The BigSis SICP is underpinned by a software-controlled automated production system, which forms the core operational and technological backbone of the platform. The assets available to acquire include the proprietary automation and control software, source code, system architecture used to manage and optimise the SIT production and deployment processes. The automated production system is operated through an extensive library of internally developed code, including cloud-based backups.
BigSis holds rights in its trading name and associated branding.
A schedule of registered trade marks are available via a virtual data room.
The Company holds patent filings relating to the SICP, covering innovations in automation, insect rearing, storage and release methods, together with supporting trade secrets and proprietary datasets.
A full schedule of patents and related documentation is available via the virtual data room.
The Company holds rights in its primary bigsis.tech domain name.
The Company is likely to own the copyright in the website content historically hosted on its domain, including written technical descriptions, visual assets, and supporting content showcasing the Company’s research and engineering capabilities and underlying intellectual property.
The Company has developed a structured body of technical know-how and organisational knowledge relating to its R&D activities, encompassing project records, testing methodologies, CAD design iterations.
The Company holds records relating to historic and recent customer and partner engagements.
Rights in the Company’s LinkedIn social media account is also available to acquire.
The Company’s tangible assets comprise computers, fixtures and fittings, and plant and machinery.
Full details of the Company’s tangible assets are available via the virtual data room.

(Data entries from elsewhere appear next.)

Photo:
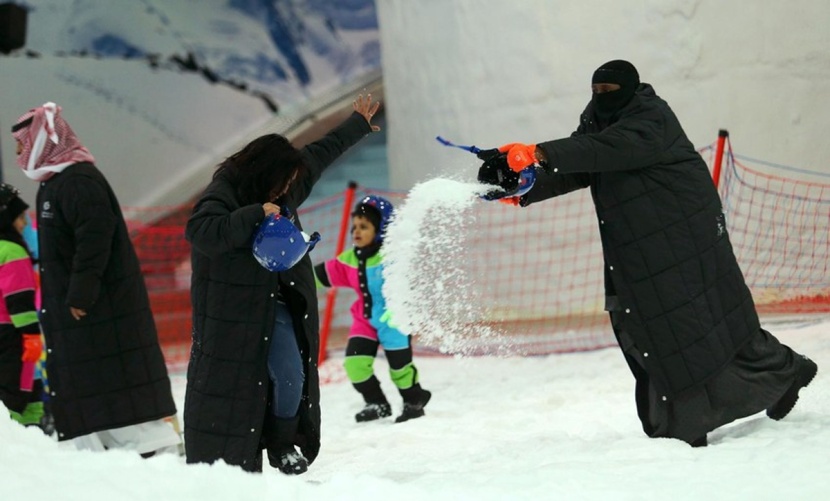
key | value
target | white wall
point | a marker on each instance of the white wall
(489, 72)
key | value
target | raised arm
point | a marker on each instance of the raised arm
(323, 152)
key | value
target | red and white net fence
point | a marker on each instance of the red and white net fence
(538, 270)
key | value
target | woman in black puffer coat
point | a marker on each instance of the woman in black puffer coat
(252, 379)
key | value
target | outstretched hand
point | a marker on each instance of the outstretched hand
(367, 108)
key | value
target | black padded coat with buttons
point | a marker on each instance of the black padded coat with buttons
(668, 258)
(234, 300)
(105, 370)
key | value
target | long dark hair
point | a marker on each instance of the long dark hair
(263, 168)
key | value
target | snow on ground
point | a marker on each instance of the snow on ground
(554, 427)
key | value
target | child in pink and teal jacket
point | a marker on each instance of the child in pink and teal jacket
(20, 341)
(361, 269)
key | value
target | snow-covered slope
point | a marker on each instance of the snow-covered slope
(158, 87)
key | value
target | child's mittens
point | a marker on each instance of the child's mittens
(32, 347)
(387, 319)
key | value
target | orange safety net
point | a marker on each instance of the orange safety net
(539, 269)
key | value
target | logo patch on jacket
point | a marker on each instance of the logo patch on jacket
(46, 213)
(721, 222)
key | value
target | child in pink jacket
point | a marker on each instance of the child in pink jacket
(20, 341)
(361, 269)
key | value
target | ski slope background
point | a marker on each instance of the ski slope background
(555, 427)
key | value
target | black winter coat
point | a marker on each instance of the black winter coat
(105, 370)
(234, 302)
(668, 258)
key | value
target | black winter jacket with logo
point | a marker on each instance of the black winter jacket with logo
(105, 370)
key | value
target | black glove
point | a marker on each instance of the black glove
(495, 171)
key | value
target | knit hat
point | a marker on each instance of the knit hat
(11, 205)
(371, 213)
(378, 211)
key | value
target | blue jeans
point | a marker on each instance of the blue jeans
(285, 366)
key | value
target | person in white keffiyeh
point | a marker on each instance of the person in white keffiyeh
(108, 383)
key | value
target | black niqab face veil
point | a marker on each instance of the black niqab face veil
(617, 72)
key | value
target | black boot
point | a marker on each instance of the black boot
(373, 411)
(414, 401)
(805, 372)
(279, 440)
(376, 404)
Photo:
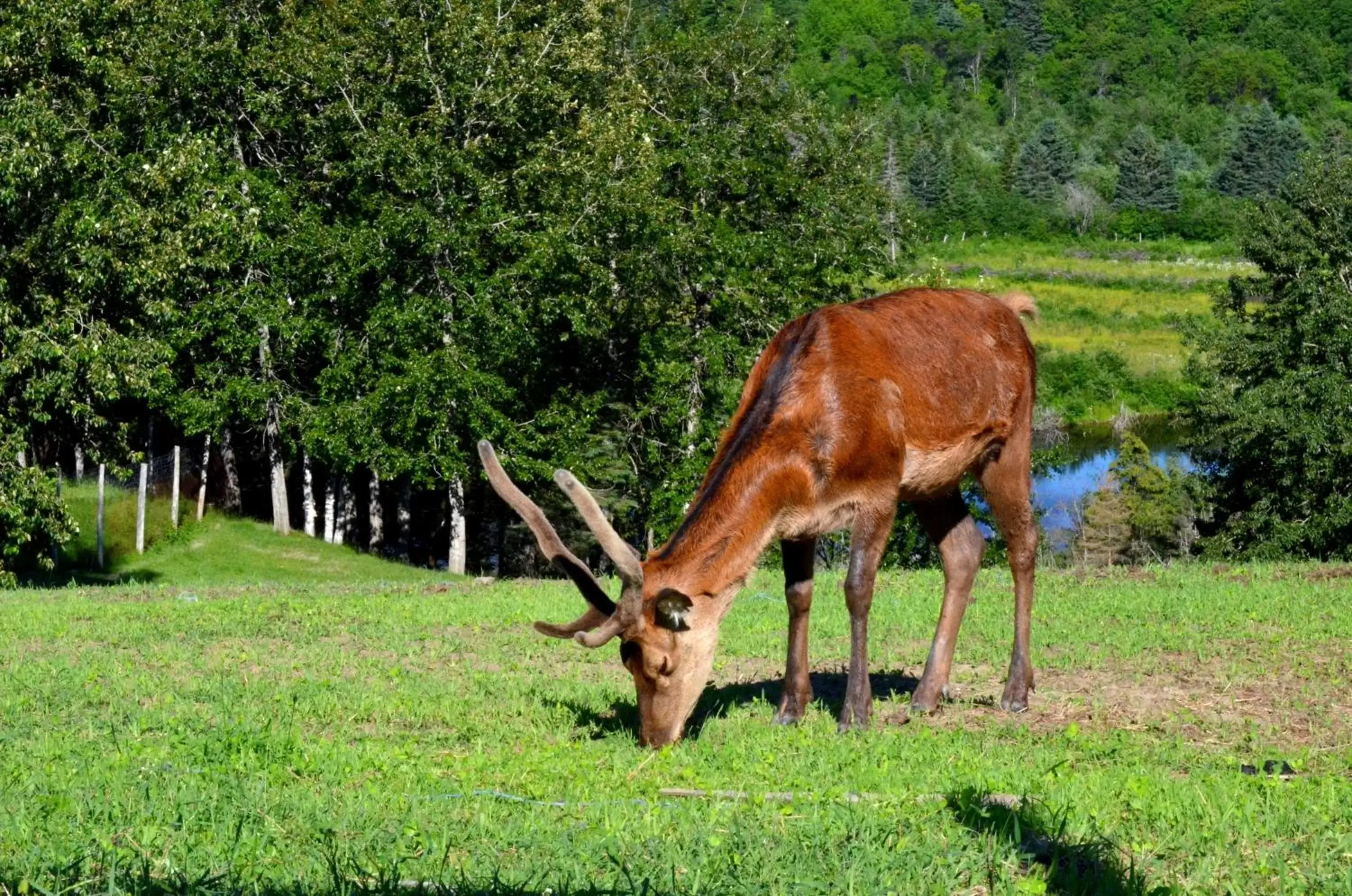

Related Tangible Assets Opportunity Can Be Found Here
On receipt of a signed non-disclosure agreement (NDA) access will be provided to a virtual data room housing additional information. To access the NDA please click the link, sign and return via email to [email protected] or [email protected].
Hilco is acting as exclusive agent to the Company and its Liquidators in connection with the proposed sale of some or all of the Company’s assets. The Liquidator acts as an agent of the Company and without personal liability.
All sales are made strictly on an “as is, where is” basis. Only such right, title and interest (if any) as the Company may have in the assets will be transferred to a purchaser. No warranties, guarantees, or representations (express or implied) are provided by the Company, its Liquidators, or Hilco in respect of the assets or any information supplied. All parties must rely on their own enquiries and due diligence. Any information provided is for convenience only and has not been independently verified.
All offers are subject to the addition of VAT at the prevailing rate, where applicable. A non-refundable deposit equal to 20% of the agreed purchase price must be paid by the successful purchaser within 48 hours of offer acceptance. Payment of the deposit grants the purchaser the exclusive right to proceed with the acquisition of the relevant assets for a limited period and on the terms agreed.
A Buyer’s Premium of 10% of the final purchase price is payable by the successful purchaser in addition to the agreed purchase price, is non-negotiable and is payable at the same time and in the same manner as the purchase price and forms a condition of sale.
Legal completion must occur within five (5) business days of offer acceptance, unless otherwise agreed in writing by the Company and its Liquidators.